Once the oysters are large enough, they’re placed in lobster trap-looking contraptions and shuttled out into the bay to complete their growth process. There’s a complex system of locations and ropes that the oyster farmers use to keep track of their products. When they’re ready to eat, they’re pulled up out of the water and inspected for quality. Again, it takes around 18 to 24 months.
They can then be shipped out to stores and restaurants throughout the region and the country, including here at Merroir. It’s hard to get oysters that are any fresher than this!
Given that I was traveling with a bunch of gin lovers, there were plenty of martinis to go around. The gist of the pitch? That oysters and gin make a surprisingly great match. And it’s true. The clean, dry flavors of the gin play off the buttery, salty mollusk. It also makes for a classy food and drink pair.

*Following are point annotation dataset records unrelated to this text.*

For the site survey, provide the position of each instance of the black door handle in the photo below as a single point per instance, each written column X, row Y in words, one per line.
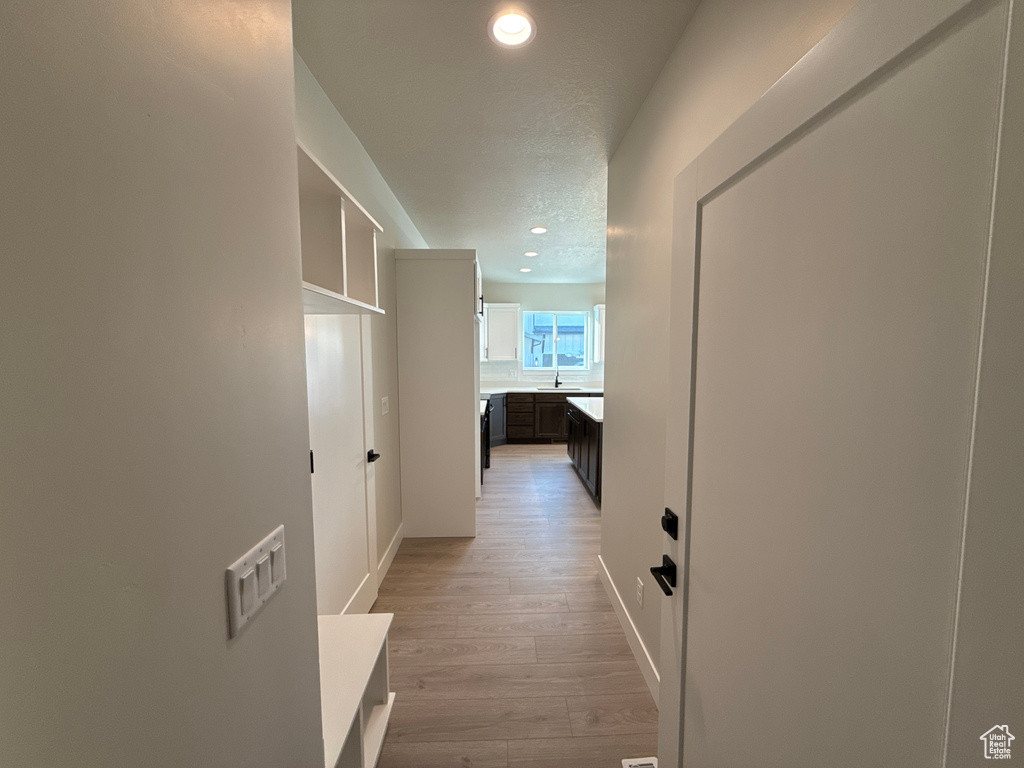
column 665, row 574
column 670, row 523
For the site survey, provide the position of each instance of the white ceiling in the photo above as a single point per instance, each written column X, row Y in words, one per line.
column 481, row 142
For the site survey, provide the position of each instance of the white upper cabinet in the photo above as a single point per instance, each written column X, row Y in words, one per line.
column 502, row 332
column 339, row 245
column 478, row 307
column 599, row 333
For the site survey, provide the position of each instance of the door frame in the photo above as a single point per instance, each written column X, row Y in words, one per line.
column 871, row 40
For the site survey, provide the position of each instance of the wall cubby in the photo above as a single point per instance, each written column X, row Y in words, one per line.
column 339, row 244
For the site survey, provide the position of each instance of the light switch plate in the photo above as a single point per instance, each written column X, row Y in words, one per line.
column 246, row 568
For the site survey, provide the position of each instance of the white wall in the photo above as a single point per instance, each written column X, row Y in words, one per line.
column 725, row 60
column 540, row 296
column 153, row 424
column 326, row 134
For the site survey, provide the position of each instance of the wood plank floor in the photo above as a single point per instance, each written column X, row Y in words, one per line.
column 505, row 650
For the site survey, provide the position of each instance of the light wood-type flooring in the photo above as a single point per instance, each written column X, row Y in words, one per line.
column 505, row 650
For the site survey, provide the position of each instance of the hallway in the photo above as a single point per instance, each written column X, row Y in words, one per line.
column 505, row 649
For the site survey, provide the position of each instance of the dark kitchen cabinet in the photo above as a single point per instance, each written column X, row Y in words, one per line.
column 519, row 417
column 584, row 445
column 549, row 420
column 499, row 435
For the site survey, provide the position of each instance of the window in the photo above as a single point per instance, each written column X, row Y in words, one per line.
column 554, row 340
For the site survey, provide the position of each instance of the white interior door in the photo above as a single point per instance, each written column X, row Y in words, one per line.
column 346, row 571
column 828, row 284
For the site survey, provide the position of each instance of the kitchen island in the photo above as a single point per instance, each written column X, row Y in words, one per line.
column 531, row 414
column 586, row 423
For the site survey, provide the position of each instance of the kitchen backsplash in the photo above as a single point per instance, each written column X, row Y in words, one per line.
column 506, row 372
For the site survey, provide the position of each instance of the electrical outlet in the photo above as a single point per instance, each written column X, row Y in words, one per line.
column 254, row 579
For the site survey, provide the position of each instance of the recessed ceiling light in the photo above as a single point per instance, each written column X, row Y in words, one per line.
column 511, row 29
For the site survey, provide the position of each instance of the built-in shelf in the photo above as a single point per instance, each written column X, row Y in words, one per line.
column 339, row 244
column 355, row 702
column 316, row 300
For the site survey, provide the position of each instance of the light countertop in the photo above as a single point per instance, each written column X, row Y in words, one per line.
column 592, row 407
column 500, row 388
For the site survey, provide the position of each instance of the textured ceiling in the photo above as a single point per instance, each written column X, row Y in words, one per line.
column 480, row 142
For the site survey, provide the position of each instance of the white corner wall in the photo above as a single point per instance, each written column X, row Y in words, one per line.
column 542, row 296
column 725, row 60
column 323, row 130
column 153, row 424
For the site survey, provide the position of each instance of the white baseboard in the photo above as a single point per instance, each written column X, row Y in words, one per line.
column 390, row 552
column 647, row 666
column 364, row 598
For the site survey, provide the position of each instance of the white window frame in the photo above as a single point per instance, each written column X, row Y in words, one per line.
column 588, row 337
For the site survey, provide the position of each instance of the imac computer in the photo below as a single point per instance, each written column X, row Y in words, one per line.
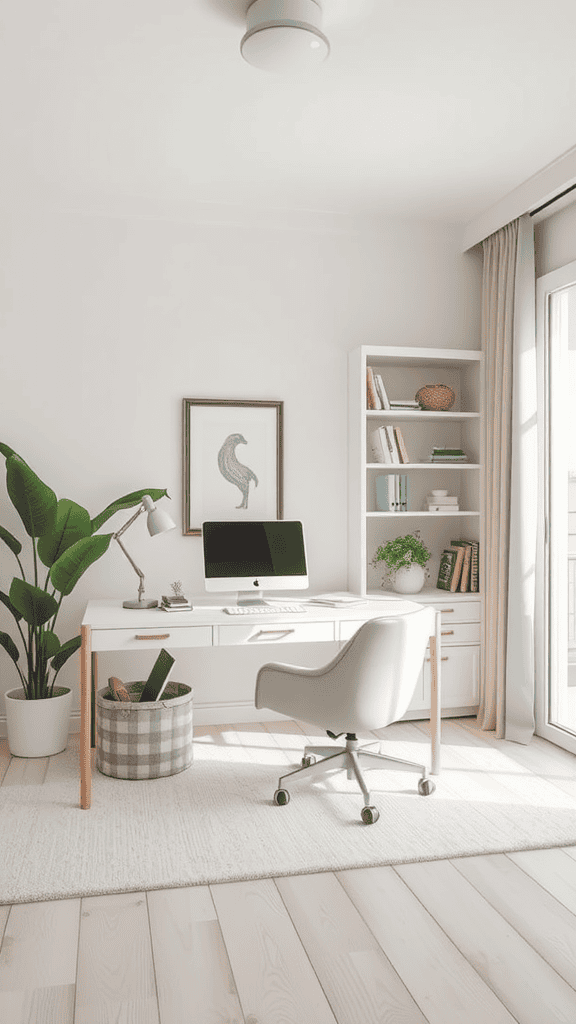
column 251, row 557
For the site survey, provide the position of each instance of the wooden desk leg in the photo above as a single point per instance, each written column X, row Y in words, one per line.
column 436, row 695
column 93, row 689
column 85, row 716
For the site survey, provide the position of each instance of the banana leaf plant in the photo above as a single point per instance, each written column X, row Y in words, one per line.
column 65, row 544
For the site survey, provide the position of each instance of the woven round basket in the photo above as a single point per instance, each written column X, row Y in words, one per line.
column 439, row 397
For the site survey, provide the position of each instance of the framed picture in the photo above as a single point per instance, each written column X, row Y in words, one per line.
column 233, row 461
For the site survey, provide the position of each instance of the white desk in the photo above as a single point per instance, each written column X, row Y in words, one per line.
column 107, row 627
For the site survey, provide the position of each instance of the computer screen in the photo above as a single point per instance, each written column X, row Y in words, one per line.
column 249, row 557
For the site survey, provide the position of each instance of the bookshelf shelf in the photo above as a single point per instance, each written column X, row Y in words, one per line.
column 404, row 466
column 418, row 514
column 404, row 372
column 408, row 414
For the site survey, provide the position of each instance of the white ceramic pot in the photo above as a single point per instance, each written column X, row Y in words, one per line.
column 409, row 580
column 38, row 728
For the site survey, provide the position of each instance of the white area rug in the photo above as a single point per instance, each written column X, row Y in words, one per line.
column 216, row 821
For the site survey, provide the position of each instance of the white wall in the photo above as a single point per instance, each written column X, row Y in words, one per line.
column 109, row 322
column 554, row 241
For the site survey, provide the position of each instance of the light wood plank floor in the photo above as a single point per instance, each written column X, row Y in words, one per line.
column 476, row 940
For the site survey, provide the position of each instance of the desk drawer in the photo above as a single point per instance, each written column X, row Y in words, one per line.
column 459, row 611
column 274, row 633
column 459, row 633
column 152, row 639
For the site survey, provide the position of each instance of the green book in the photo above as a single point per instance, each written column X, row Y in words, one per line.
column 447, row 561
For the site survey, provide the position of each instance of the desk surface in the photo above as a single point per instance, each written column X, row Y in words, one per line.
column 108, row 614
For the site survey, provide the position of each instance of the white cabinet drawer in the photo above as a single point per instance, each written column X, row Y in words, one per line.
column 459, row 611
column 152, row 639
column 459, row 633
column 274, row 633
column 460, row 675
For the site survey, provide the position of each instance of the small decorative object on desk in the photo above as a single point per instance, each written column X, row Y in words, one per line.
column 436, row 397
column 176, row 601
column 441, row 501
column 406, row 560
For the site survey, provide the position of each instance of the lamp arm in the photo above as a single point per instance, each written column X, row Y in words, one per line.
column 128, row 524
column 131, row 560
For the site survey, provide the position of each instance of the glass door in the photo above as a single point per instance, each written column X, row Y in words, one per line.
column 557, row 562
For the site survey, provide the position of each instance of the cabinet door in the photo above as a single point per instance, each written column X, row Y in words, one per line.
column 459, row 677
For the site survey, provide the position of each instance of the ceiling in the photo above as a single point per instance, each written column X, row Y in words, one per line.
column 430, row 109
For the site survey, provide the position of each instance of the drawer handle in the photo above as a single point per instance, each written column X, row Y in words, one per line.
column 284, row 633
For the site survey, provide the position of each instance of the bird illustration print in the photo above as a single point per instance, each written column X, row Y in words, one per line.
column 233, row 470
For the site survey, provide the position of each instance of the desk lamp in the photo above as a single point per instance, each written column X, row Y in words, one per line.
column 158, row 522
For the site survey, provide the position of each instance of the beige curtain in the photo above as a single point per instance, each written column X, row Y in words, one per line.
column 508, row 339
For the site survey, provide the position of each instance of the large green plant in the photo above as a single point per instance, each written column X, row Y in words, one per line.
column 402, row 552
column 64, row 545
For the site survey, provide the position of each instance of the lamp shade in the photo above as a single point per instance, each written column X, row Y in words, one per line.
column 284, row 35
column 158, row 520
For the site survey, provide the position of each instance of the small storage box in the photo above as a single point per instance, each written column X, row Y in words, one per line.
column 145, row 740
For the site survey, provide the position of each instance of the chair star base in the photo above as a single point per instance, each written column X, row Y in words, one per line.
column 348, row 758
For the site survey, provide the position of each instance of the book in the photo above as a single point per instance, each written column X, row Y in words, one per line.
column 376, row 446
column 158, row 679
column 393, row 448
column 474, row 574
column 118, row 690
column 372, row 398
column 456, row 568
column 382, row 500
column 401, row 444
column 447, row 560
column 338, row 600
column 465, row 573
column 381, row 391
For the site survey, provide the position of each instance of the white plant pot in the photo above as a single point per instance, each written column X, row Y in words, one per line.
column 38, row 728
column 409, row 580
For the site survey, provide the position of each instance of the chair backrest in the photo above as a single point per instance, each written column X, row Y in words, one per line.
column 373, row 679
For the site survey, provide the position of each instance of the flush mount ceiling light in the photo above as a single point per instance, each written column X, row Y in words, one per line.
column 284, row 35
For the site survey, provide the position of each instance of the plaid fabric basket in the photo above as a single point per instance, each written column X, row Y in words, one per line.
column 145, row 740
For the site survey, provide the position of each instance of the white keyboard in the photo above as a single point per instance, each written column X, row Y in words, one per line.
column 263, row 609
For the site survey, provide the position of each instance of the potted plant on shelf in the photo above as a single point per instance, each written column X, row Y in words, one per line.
column 64, row 543
column 406, row 561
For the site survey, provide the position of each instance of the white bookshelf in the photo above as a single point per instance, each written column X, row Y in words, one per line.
column 404, row 371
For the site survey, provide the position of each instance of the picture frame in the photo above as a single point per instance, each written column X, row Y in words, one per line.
column 220, row 483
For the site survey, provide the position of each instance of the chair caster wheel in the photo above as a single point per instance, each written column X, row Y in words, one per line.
column 307, row 760
column 370, row 815
column 425, row 786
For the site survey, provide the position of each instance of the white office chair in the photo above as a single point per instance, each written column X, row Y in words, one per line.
column 369, row 684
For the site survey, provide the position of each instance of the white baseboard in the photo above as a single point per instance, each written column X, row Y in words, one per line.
column 244, row 711
column 206, row 714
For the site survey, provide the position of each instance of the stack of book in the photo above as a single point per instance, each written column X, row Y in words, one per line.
column 448, row 455
column 458, row 567
column 178, row 603
column 387, row 445
column 393, row 493
column 442, row 503
column 405, row 403
column 376, row 396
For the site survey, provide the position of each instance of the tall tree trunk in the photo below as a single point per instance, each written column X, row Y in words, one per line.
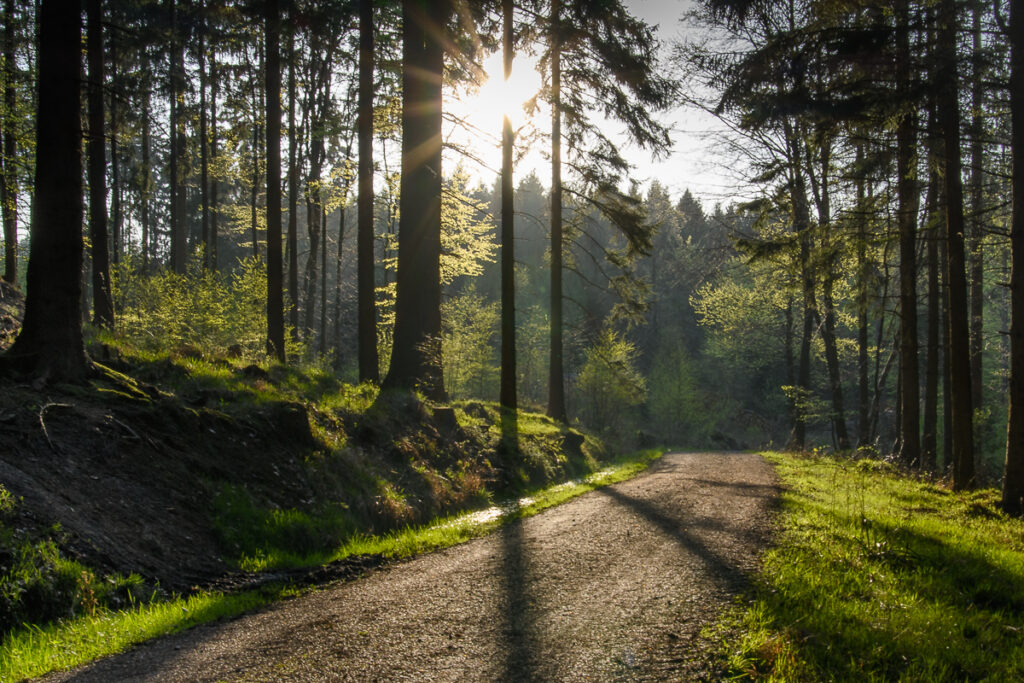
column 863, row 406
column 507, row 392
column 977, row 232
column 929, row 438
column 102, row 305
column 556, row 373
column 416, row 353
column 823, row 196
column 204, row 152
column 50, row 344
column 211, row 247
column 177, row 135
column 907, row 199
column 1013, row 479
column 274, row 266
column 960, row 343
column 117, row 211
column 366, row 286
column 146, row 181
column 8, row 184
column 324, row 306
column 293, row 189
column 337, row 288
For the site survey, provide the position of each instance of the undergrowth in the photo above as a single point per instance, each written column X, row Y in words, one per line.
column 36, row 650
column 881, row 577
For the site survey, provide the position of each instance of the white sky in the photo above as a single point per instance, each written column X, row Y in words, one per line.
column 690, row 164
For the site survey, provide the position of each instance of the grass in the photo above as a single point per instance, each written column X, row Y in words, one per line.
column 882, row 577
column 34, row 651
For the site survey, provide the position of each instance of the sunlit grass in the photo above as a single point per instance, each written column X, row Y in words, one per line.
column 33, row 651
column 37, row 650
column 882, row 577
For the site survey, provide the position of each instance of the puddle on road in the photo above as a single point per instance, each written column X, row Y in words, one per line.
column 506, row 509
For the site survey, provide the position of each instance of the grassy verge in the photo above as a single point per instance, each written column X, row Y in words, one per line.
column 880, row 577
column 34, row 651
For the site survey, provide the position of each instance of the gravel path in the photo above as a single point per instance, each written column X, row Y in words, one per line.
column 614, row 585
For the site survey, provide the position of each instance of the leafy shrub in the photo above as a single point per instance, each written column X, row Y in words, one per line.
column 210, row 311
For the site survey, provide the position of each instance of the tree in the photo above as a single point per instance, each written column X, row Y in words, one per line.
column 1013, row 479
column 8, row 181
column 367, row 303
column 906, row 164
column 49, row 345
column 102, row 313
column 274, row 266
column 960, row 346
column 611, row 57
column 416, row 361
column 507, row 393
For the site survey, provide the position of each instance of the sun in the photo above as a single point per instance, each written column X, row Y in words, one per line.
column 476, row 117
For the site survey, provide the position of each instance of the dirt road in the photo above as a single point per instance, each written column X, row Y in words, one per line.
column 612, row 586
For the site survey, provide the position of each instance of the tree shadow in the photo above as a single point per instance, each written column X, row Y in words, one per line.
column 724, row 573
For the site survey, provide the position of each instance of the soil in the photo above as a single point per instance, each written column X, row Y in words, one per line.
column 615, row 585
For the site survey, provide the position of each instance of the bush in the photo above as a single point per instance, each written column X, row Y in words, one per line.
column 206, row 310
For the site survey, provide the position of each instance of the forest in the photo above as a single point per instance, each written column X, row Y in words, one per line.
column 346, row 230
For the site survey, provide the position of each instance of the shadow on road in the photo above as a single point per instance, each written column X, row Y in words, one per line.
column 726, row 574
column 519, row 658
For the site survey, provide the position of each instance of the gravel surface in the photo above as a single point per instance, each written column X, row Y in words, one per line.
column 614, row 585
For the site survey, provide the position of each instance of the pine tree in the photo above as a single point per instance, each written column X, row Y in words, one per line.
column 49, row 345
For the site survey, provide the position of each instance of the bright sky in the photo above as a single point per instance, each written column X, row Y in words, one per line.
column 691, row 163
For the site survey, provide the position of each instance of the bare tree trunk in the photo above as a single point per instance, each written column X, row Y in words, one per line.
column 274, row 265
column 177, row 135
column 50, row 344
column 507, row 393
column 1013, row 480
column 366, row 287
column 977, row 233
column 102, row 305
column 211, row 247
column 908, row 198
column 556, row 372
column 416, row 353
column 293, row 189
column 8, row 184
column 204, row 151
column 146, row 181
column 960, row 343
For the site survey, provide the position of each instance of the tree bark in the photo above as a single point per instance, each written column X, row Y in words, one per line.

You’re favorite martini recipe would certainly do. If you’re looking for some inspiration, here’s a great recipe to follow, courtesy of Fords gin. It soups up the traditional recipe by adding a bit of sherry and grapefruit for a subtle nutty and sour kick.
2oz Fords Gin
0.75 Blanc vermouth
0.25 Fino sherry ( such as Tio Pepe)
2 dashes grapefruit bitters (or similar)
If you’re too lazy to make a martini, try mixing a splash of gin with the leftover brine of a raw oyster using the shell as a makeshift shot glass. Talk about using the whole animal.